1.First of all

One of the similar image search algorithms is dHash. For the contents of the algorithm, see "Calculate the similarity of images using Perceptual Hash". Is easy to understand, but I understand that it is a similar image search algorithm with the following characteristics.

Very fast hash value calculation
Search accuracy is relatively high, especially false-positive
Since the hash value is calculated after grayscale conversion is performed on the target image, it is resistant to slight color blurring.
Since the hash value is calculated after reducing the target image to a 9x8 size image, it is resistant to slight misalignment.

So, I tried using this dHash to see if I could identify the position of the scene on the course from a scene (onboard video) of the play of the racing game Assetto Corsa.

Specifically, the flow is as follows.

概要.png

① First, all frames are extracted and saved as PNG images from a play video (onboard video) that goes around the course.

② Calculates the dHash hash value for all saved frame images.
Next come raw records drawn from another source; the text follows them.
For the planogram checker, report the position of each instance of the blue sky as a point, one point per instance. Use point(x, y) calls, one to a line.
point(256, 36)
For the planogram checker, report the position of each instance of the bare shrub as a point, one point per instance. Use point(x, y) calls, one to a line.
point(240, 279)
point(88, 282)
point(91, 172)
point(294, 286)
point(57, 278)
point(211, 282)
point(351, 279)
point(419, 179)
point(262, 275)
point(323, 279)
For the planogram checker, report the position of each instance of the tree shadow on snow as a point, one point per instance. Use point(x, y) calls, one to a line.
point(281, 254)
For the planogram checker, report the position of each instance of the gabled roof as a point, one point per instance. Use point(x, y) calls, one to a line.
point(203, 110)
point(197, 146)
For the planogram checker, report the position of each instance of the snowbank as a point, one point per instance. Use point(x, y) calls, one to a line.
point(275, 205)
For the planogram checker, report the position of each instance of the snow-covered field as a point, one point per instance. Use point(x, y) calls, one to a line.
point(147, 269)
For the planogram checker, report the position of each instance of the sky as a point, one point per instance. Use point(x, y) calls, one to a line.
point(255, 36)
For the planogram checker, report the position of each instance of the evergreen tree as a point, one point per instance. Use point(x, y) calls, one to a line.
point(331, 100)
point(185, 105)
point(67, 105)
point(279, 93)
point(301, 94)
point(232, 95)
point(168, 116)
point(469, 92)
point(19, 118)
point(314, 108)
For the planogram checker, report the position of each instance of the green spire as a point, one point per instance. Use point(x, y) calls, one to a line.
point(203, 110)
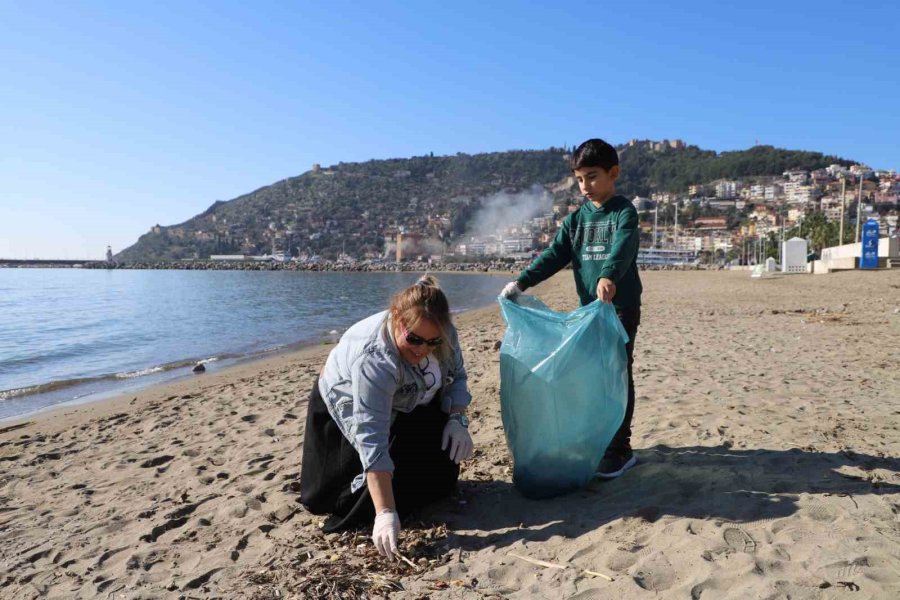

In addition, since it is possible to identify the position of the vehicle at a certain time from the telemetry data acquired when shooting the play video, the hash value calculated in combination with the position information is saved in the search CSV file.

③ On the other hand, select one scene where you want to identify the position on the course from another play video.

④ Calculates the dHash hash value for the selected one-scene image.

⑤ Search the CSV file for search for the image with the hash value closest to the calculated hash value of dHash. Since the position information is linked to the image hit by the search in (2), that position is regarded as the position on the course of the selected scene.

In one scene of a racing game, even if you are close to the course, there will be a slight misalignment due to differences in the lines that pass through each play. I think the point of this time is to be able to absorb such differences and search for similar images.

2. Implementation code

This time, we will implement the above process in Python.

2-1. Extracting frame images from play videos

I used OpenCV this time to extract the images of all frames from the play video file (mp4 file). I refer to the following page.

Cut out a frame from a video file with Python, OpenCV and save it

The frame image is saved with the file name "(frame number) .png ".

`01_extract_frames.py`


import cv2
import sys

def extract_frame(video_file, save_dir):
    capture = cv2.VideoCapture(video_file)

    frame_no = 0

    while True:
        retval, frame = capture.read()

        if retval:
            cv2.imwrite(r'{}\{:06d}.png'.format(save_dir, frame_no), frame)
            frame_no = frame_no + 1
        else:
            break

if __name__ == '__main__':
    video_file = sys.argv[1]
    save_dir = sys.argv[2]

    extract_frame(video_file, save_dir)

This script is also used in ③.

2-2. Linking dHash calculation and location information

Of the extracted frame images, the hash value of dHash is calculated using the dhash function of the ImageHash package for the image corresponding to a certain period (a specific lap part). In addition, it is linked with the telemetry data (extracting only the relevant part in advance) acquired by the following in-game App script and output to the search CSV file.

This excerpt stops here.